Reading Intel's SDM about Memory protection keys (MPK) doesn't suggest wrpkru instruction as being a serializing, or enforcing memory ordering implicitly.
First, it is surprising if it is not enforcing some sort of ordering, as one would suspect the programmer doesn't want memory accesses around a wrpkru to be executed out of order.
Second, does that mean wrpkru needs to be surrounded by lfence?
Linux and glibc don't use any sort of fence after the write. But shouldn't that be included in the SDM?
I'd assume that the CPU preserves the illusion of running a single thread in program order, as always. That's the cardinal rule of out-of-order execution.
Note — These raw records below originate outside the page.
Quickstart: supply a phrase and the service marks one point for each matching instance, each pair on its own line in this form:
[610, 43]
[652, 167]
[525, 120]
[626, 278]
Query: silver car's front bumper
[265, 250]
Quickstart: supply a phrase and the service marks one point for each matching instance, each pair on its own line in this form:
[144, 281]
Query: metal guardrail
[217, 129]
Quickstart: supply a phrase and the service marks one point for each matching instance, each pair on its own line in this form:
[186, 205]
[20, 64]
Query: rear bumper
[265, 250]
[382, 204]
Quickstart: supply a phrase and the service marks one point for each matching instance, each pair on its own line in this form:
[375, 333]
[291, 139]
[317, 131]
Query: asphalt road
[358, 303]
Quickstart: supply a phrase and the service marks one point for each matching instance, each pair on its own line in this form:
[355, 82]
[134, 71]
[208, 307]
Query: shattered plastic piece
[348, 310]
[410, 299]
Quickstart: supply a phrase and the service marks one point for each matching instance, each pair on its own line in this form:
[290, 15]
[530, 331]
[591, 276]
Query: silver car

Accesses before wrpkru are done with the old PKRU, accesses after are done with the new PKRU.
Just like how modifying the MXCSR affects later FP instructions but not earlier instructions, or modifying a segment register affects later but not earlier loads/stores.
It's up to the implementation whether it wants to rename the PKRU, the MXCSR, or segment registers. If it doesn't rename the PKRU, then it has to complete all pending loads/stores before changing the PKRU and allowing later loads/stores to execute. (i.e. the microcode for wrpkru could include the uops for lfence if that's how it's implemented.)
All memory accesses have a dependency on the last wrpkru instruction, and the last write to the relevant segment register, and the last write to cr3 (the top-level page table), and the last change of privilege level (syscall / iret / whatever). Also on the last store to that location, and you never need a fence to see your own most recent stores. It's up to the CPU architects to build hardware that runs fast while preserving the illusion of program order.
e.g. Intel CPUs since at least Core2 have renamed the x87 FP control word, so old binaries that implement (int)fp_var by changing the x87 rounding mode to truncate and then back to nearest don't serialize the FPU. Some CPUs do rename segment registers according to Agner Fog's testing, but my testing shows that Skylake doesn't: Is a mov to a segmentation register slower than a mov to a general purpose register?.
I'm not familiar with MPK, but why would it be a problem for memory accesses to happen out of order as long as they all use the correct PKRU value, and they don't violate any of x86's normal memory-ordering rules?
(only StoreLoad reordering is allowed to be visible by other threads. Internally a CPU can execute loads earlier than they're "supposed to", but verify that the cache line wasn't invalidated before the point where it was architecturally allowed to load. This is what the Memory Order Buffer does.)
In C/C++, of course you need some kind of barrier against compile-time reordering of accesses around the wrapper function. Normally a non-inline function call is sufficient, like for pthread_mutex_lock(). How does a mutex lock and unlock functions prevents CPU reordering?.
The earlier part of this answer is about ordering in assembly.